Neden Salzburg? Çünkü Salzburg, Mozart’ın doğum yeriydi ve bu küçük kasaba, gelmiş geçmiş en büyük dahisine saygısını ve sevgisini 1842’den beri “Mozart Festivali”yle sunuyordu. Festivali neredeyse 30 yıl boyunca yöneten Herbert Von Karajan Salzburg’un kapılarını dünyaya açacaktı...
Bu yaz Salzburg Festivali tam bir yıldızlar geçidine dönüşmüştü. Müzik ve ope- ra dünyasının en ağır topları oradaydı: Barenboim’dan Dudamel, MehtaBolton’a; Cecilia Bartoli, Anna Netrebko, Elina Garanca’dan Florez ya da Villazon’a... Ancak bu yılın en büyük özelliği, “eski köye yeni âdetler” diye özetleyebileceğim, farklı ve çarpıcı yorumlardı. İşte izlenimler:

Ortaçağı günümüze taşımak
Verdi’nin belki de en güzel melodilerini içeren “Il Trovatore” operası Ortacağ İspanya’sında geçer. Daniele Gatti yönetiminde Viyana Philarmoniker Orkestrası daha ilk notaları yorumlarken perde açıldı ve biz izleyiciler ağzımız açık kaldık: Karşımızda günümüz dev müzelerinden biri. Prado ya da Louvre olabilir... Duvarlarda daha çok Rönesans ve Barok dönemi tabloları... Müze bekçileri ve görevlileri bu eserlerle bir arada yaşayarak tablolardaki görüntülerle, kişiliklerle bütünleşmişler ya da ilişki kurmuşlar ve opera boyunca hem tablolardaki kişiler oluyorlar, hem de bugünün insanları... Günümüz turistleri müzeyi geziyor... Bir rehber onlara tablolar aracılığıyla 1500’leri anlatıyor. (Yani operada yer alan olayları.)
Perde açıldığında kardeş olduklarını bilmeyen Kont de Luna ile Manrico’yu, yaşlı büyücü Çingene Azucena’yı, güzeller güzeli âşık Leonora’yı klasik şaşalı giysiler yerine, müze bekçisi üniformasıyla görünce önce bozuluyorsunuz ama çok geçmeden “oyuna” kapılıyorsunuz.
Eseri bu konsepte yerleştiren sahneye koyucu, Litvanyalı çılgın tiyatrocu Alvis Hermanis’ti. Kimi eleştirmenler nefret etti bu yorumdan. Ben hayran olanlardandım. Müze görevlisi kızın tablodaki çalgıcıya sevdalanması; müze kapandıktan sonra tablodakilerin çerçeveden yeryüzüne inmesi... Neden olmasın!

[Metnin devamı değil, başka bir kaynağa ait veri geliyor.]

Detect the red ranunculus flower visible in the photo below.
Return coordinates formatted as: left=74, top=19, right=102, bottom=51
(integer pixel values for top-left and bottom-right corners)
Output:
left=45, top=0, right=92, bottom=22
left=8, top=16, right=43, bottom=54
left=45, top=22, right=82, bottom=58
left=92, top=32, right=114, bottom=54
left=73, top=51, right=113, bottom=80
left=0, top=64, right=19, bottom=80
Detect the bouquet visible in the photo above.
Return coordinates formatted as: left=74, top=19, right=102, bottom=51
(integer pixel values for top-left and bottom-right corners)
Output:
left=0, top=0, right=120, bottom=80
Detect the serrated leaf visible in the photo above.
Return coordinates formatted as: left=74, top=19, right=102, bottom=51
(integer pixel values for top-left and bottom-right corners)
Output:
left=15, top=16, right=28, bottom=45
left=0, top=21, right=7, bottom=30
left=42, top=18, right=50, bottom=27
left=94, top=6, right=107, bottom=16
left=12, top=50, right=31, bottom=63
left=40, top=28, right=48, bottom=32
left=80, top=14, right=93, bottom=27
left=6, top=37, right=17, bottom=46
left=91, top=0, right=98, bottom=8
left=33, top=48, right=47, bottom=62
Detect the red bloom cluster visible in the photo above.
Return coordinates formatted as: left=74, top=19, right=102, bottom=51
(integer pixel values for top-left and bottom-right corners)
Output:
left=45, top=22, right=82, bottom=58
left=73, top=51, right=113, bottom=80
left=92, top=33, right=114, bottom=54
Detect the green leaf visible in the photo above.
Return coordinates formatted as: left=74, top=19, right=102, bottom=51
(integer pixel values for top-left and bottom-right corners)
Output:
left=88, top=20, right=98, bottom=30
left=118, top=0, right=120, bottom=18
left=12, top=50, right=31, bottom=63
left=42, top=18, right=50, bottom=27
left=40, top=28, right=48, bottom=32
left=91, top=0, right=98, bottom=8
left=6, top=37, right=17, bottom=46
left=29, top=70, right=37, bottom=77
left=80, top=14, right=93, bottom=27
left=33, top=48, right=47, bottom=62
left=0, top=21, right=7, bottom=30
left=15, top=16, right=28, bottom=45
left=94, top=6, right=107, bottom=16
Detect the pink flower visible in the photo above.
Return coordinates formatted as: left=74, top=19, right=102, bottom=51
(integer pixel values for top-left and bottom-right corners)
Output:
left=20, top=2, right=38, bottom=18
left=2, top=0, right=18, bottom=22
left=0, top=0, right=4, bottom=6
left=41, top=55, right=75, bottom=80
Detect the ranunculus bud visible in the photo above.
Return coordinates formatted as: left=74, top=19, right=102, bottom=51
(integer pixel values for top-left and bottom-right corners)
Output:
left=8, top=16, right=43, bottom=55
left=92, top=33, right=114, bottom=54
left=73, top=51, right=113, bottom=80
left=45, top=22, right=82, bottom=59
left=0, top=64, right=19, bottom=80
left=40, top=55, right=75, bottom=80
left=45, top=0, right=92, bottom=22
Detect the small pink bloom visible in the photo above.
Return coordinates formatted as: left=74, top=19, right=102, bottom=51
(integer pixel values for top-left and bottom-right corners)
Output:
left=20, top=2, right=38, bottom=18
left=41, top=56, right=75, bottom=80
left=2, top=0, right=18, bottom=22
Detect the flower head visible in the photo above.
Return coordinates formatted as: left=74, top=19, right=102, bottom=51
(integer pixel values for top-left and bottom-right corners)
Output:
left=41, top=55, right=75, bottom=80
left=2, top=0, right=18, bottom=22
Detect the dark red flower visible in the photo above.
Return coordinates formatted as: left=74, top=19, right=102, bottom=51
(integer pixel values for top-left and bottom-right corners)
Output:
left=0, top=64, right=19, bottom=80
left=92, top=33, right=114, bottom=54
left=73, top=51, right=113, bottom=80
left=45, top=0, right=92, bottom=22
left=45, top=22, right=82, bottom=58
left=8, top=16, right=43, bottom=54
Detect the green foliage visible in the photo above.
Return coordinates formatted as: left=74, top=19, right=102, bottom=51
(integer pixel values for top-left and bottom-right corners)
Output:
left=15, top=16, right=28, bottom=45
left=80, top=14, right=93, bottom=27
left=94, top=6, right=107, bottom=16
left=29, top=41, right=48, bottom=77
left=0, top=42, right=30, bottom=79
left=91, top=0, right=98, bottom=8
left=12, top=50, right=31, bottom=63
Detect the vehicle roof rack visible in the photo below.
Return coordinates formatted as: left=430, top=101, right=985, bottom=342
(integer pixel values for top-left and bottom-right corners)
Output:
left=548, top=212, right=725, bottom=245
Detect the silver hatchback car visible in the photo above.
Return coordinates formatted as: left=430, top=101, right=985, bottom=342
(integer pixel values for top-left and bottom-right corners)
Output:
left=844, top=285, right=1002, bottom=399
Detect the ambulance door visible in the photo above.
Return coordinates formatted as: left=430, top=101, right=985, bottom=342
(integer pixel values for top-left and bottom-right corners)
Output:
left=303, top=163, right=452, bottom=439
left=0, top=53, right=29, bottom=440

Ay ışığından ödünç alınan sesler
“Il Trovator” operasında 4 ana karakter ve hepsinin de çok önemli büyük aryaları var. Leonora rolünde Rus soprano Anna Netrebko’yu izlemek olağanüstü bir mutluluktu. Çocuk doğurdu, sesi gidiyor deniliyordu, yalan. Her notanın, her sözcüğün hakkını veren, duyguların rengini yansıtan bir şancı ve oyuncu. Onu izlerken eskilere gittim: Maestro Gavazzeni’nin bu rolde Leyla Gencer için söylediği sözü düşünmeden edemedim: “Sizin Leonora’nız ay ışığından ödünç alınmış bir sese sahip!” Netrebko’nunki de aynen böyleydi!. - Kont di Luna rolünde Placido Domingo olacaktı. Ancak “rahatsızlandı- ğından” rolü genç bir şancı üstlenmişti. Rivayet o ki: İlk 3 temsilde Domingo kötü eleştiri alınca terk etmişti.
Mükemmel orkestra, mükemmel icraat, mükemmel koro... Beni tek tedirgin eden Anna Netrebko ile diğer üç şancı arasındaki kalibre farkıydı.
Donizetti’nin “La Favorite” operası, konser biçiminde sunulduğu halde “Il Trovatore”de yaşadığım eksikliği yok ediverdi. Roberto Abbado’nun yönetiminde Münih Rundfunk Orkestrası, Viyana Filarmoni Korosu ve birbirini tamamlayan üç solist: Elina Garanca, Juan Diego Florez ve Ludovic Tezier. Hepsi mükemmeldi.
Latvialı mezzosoprano Elina Garanca’yı Uluslararası İstanbul Opera Festivali’nden hatırlayanlar olabilir. Her geçen gün kendinden daha emin zirveye yerleşmiş şancı sesiyle ay ışığını ödünç almakla kalmadı, ayı yeryüzüne indirdi. (devamı yarına)  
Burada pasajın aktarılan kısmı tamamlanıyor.